A recent article from Malawi about FCC 8 explained that because the nurse–patient ratio was 1:84, the family had no option but to stay with the child to provide nursing care. I have written about the erroneous perception held by Western visitors that in developing countries FCC is widely practiced because the parents are always there, and I argue that this is not FCC because the essence of FCC is choice and there is no choice for these parents and children. 1 If the family did not stay, then the nurses working under such egregious conditions would not be able to provide necessary care for the child.
In the USA, despite its great (though highly inequitable) wealth, healthcare must be paid for and this is worked out by a complicated method based on the numbers of treatments and services. If, under FCC, the ‘patient’ on whom calculations are based is actually several people – the family – then the funding mechanisms do not take the extra people into consideration, and staffing levels, payments and hospital funding are all worked out with a skewed formula.
It is no wonder there have been so many problems trying to define FCC. Of course, when it comes to defining and testing CCC, the same problems will have an effect. This is why our international collaboration is so important.

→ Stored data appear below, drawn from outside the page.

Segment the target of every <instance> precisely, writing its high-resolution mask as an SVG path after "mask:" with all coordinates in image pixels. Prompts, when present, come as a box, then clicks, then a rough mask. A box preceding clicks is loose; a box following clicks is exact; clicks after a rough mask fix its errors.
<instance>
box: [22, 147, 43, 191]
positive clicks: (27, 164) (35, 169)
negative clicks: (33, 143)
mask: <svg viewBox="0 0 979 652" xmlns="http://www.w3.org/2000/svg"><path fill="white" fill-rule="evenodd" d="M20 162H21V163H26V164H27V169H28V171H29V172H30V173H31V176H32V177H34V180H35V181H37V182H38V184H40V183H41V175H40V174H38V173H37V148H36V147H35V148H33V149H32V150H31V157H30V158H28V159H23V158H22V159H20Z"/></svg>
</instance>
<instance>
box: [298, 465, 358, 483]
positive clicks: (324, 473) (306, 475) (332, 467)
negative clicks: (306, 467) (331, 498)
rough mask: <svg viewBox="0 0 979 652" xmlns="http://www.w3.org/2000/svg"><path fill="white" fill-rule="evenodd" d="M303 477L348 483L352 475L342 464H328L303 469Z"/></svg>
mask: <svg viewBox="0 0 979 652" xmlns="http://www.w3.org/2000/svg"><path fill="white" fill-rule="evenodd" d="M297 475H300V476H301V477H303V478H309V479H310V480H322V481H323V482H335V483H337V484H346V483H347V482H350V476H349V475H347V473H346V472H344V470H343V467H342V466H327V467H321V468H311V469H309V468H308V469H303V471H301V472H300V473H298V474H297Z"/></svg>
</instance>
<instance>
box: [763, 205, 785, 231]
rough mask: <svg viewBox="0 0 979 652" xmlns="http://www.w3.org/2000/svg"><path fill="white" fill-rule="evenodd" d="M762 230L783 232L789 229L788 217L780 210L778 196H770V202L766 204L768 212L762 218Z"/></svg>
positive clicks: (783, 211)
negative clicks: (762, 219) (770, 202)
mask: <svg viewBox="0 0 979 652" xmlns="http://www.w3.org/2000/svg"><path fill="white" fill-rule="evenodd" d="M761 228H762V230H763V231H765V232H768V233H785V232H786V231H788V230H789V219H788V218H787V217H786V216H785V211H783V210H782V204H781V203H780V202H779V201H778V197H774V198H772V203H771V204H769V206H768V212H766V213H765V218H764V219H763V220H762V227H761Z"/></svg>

Before the Internet, we could not work in this way. Models such as FCC developed long before the Internet was even thought of, and communication depended on publications, letters, telephone calls, meetings, and conferences. Now communication is instant, with many people joining in. Our recent first teleconference had people from the UK, USA, Sweden, Australia, New Zealand and Jordan online. The main problem is working out times across time zones – some will be having breakfast while others will be sitting up very late at night.
But what opportunities this provides for getting this right! We can discuss many aspects of our topics and gather a very wide bank of information and opinions about them. We can discuss why FCC and CCC may work well in one country, but not in another. We can present a united front when we need to lobby health services, managers, and governments. An international reach provides us with diverse ways to look at problems and topics, and can bring out ideas from which solutions can be found. If something works in one country, it may well work in another; and if it does not work then another country can learn from the original work.
Nursing is a great profession in which such communication can be done. While we vary across countries and systems, there exist, at the root of it all, similar philosophies and ways of thinking. If we can harness this consistency across the profession about the way children and families are nursed, then we may have a chance of ensuring CCC is defined, tested, and implemented effectively.